Enthusiasts of the India-inspired facial yoga say it can reduce wrinkles and even help Americans skip Botox
NEW YORK: Hollywood stars tired of copious cosmetic surgery to look younger and even New Yorkers wanting to avoid going the obsessive way with Botox are turning to a refreshingly India-inspired solution: facial yoga.
Enthusiasts of face yoga workouts say that the skin tone improves and the results can be seen within the first few weeks.
Annelise Hagen, a yoga instructor and author of The Yoga Face, developed her facial exercises when she realised her students, mostly successful Manhattan professionals, were practicing yoga but getting Botox jabs.
“I was really shocked because I had this thriving yoga class and all these people were coming to me to learn yoga but they would go on to get Botox or plastic surgery. It didn’t seem to be in the spirit of yoga. I just wanted to help people not to be violent to them selves,” Hagen, a former actress who is at the forefront of the yoga movement, told DNA.
Her yoga book published by Penguin in August this year has already sold over 10,000 copies and gone into a second print run. Hagen’s facial exercises include the Lion Face (open your mouth wide and stick out your tongue for 60 seconds); Smiling Fish (fill your cheeks with air and blow it out like puffer fish), the Marilyn Monroe (purse your lips coquettishly and blow kisses while keeping your forehead smooth) and the Satchmo (puff out your face and transfer air from cheek to cheek) increase blood flow.
The exercises also encourage the growth of collagen, the magic substance that many Hollywood stars artificially plump their lips with to make themselves look more Angelina Joliesque.

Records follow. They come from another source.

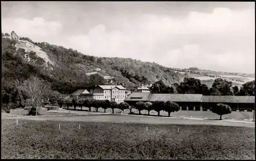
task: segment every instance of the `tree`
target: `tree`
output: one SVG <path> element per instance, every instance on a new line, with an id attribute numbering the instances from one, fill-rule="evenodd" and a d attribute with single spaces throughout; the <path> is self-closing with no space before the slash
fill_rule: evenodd
<path id="1" fill-rule="evenodd" d="M 170 112 L 177 112 L 179 111 L 179 106 L 178 104 L 168 101 L 165 103 L 164 110 L 168 112 L 168 116 L 169 117 Z"/>
<path id="2" fill-rule="evenodd" d="M 150 111 L 152 109 L 152 103 L 146 102 L 144 103 L 144 109 L 146 109 L 148 112 L 148 114 L 150 115 Z"/>
<path id="3" fill-rule="evenodd" d="M 37 115 L 37 102 L 44 94 L 49 90 L 45 82 L 37 77 L 32 77 L 20 86 L 21 89 L 28 94 L 31 100 L 32 108 L 29 114 Z"/>
<path id="4" fill-rule="evenodd" d="M 77 98 L 73 98 L 72 99 L 72 103 L 73 103 L 73 106 L 74 106 L 74 108 L 76 109 L 76 106 L 77 106 L 77 105 L 76 104 L 76 101 L 77 101 Z"/>
<path id="5" fill-rule="evenodd" d="M 158 116 L 160 116 L 160 111 L 164 108 L 165 102 L 162 101 L 156 101 L 153 103 L 153 109 L 158 112 Z"/>
<path id="6" fill-rule="evenodd" d="M 210 95 L 210 91 L 209 90 L 209 88 L 208 88 L 208 86 L 204 84 L 202 84 L 201 85 L 200 90 L 201 91 L 201 94 L 203 95 L 203 96 Z"/>
<path id="7" fill-rule="evenodd" d="M 222 120 L 221 117 L 222 115 L 231 113 L 231 109 L 229 106 L 222 103 L 217 104 L 211 109 L 211 112 L 220 116 L 220 120 Z"/>
<path id="8" fill-rule="evenodd" d="M 174 92 L 174 88 L 166 86 L 162 80 L 154 83 L 150 89 L 152 94 L 173 94 Z"/>
<path id="9" fill-rule="evenodd" d="M 233 93 L 234 94 L 234 95 L 238 96 L 239 94 L 239 88 L 238 88 L 238 86 L 237 85 L 234 86 L 232 87 L 232 89 L 233 89 Z"/>
<path id="10" fill-rule="evenodd" d="M 112 109 L 112 113 L 114 113 L 114 109 L 118 107 L 118 104 L 115 101 L 110 101 L 110 107 Z"/>
<path id="11" fill-rule="evenodd" d="M 93 99 L 93 98 L 89 98 L 89 99 L 86 99 L 84 100 L 84 106 L 86 107 L 88 107 L 89 108 L 89 111 L 91 111 L 91 108 L 92 107 L 92 106 L 93 106 L 92 103 L 95 100 L 95 99 Z"/>
<path id="12" fill-rule="evenodd" d="M 132 113 L 132 110 L 133 109 L 133 107 L 132 107 L 132 106 L 129 106 L 129 110 L 130 110 L 130 113 L 131 114 Z"/>
<path id="13" fill-rule="evenodd" d="M 139 114 L 141 114 L 140 111 L 144 109 L 144 102 L 142 101 L 138 101 L 135 104 L 136 109 L 139 110 Z"/>
<path id="14" fill-rule="evenodd" d="M 71 107 L 73 106 L 72 100 L 71 99 L 67 99 L 64 101 L 64 104 L 67 106 L 67 108 L 68 109 L 69 109 L 69 107 Z"/>
<path id="15" fill-rule="evenodd" d="M 211 93 L 211 95 L 220 94 L 221 96 L 233 96 L 231 86 L 232 82 L 221 78 L 216 79 L 211 86 L 212 91 L 214 93 Z"/>
<path id="16" fill-rule="evenodd" d="M 98 109 L 101 106 L 102 100 L 96 100 L 92 103 L 93 106 L 96 109 L 96 112 L 98 112 Z"/>
<path id="17" fill-rule="evenodd" d="M 129 105 L 126 102 L 122 102 L 118 105 L 118 108 L 123 112 L 124 109 L 129 108 Z"/>
<path id="18" fill-rule="evenodd" d="M 198 79 L 184 78 L 183 82 L 178 86 L 177 91 L 178 93 L 182 94 L 201 94 L 202 88 L 201 86 L 201 81 Z"/>
<path id="19" fill-rule="evenodd" d="M 64 101 L 65 100 L 63 98 L 60 97 L 58 98 L 58 104 L 59 105 L 59 107 L 61 108 L 62 107 L 63 105 L 64 104 Z"/>
<path id="20" fill-rule="evenodd" d="M 84 105 L 84 99 L 80 99 L 76 101 L 76 104 L 77 106 L 81 107 L 81 110 L 82 110 L 82 107 Z"/>
<path id="21" fill-rule="evenodd" d="M 109 100 L 102 101 L 101 107 L 104 109 L 104 112 L 105 112 L 106 109 L 110 107 L 110 101 Z"/>
<path id="22" fill-rule="evenodd" d="M 243 84 L 239 93 L 239 96 L 255 96 L 255 81 Z"/>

Hagen’s hugely popular one-hour-long yoga classes include deep breathing exercises, inversion positions, meditation, and facial exercises including eye movements borrowed from Kathakali.
“The eye movements mean a lot in Kathakali. I use some of the traditional movements from the Indian dance to help exercise the ring muscle around the eyes,” said Hagen.
“Everyone in India probably already knows that yoga has more holistic benefits and anti-ageing is the just the side benefit of pursuing yoga. But I was finding a way to simply tweak everything for a Western audience and dial it up a notch for anti-aging,”
said Hagen, who started learning yoga as a 10-year-old when she started visiting an ashram in California with her mother.
“Yes, I have had Botox. Then again, every guy I know who works in the City has had it now,” said investment banker Brian Parker, 45. “But I don’t like needles so I have signed up at a yoga studio that teaches great facial exercises.”
Leta Koontz holds Fresh Face Yoga workshops at her studio for clients who range from 30 to 70.
“When you have something as wonderful as yoga to keep your mind and body alive I don’t see why anyone needs to go down the Botox road,” said yoga instructor Dvora Frust. “You can get rid of double chins by just looking up at the ceiling and stretching your neck.”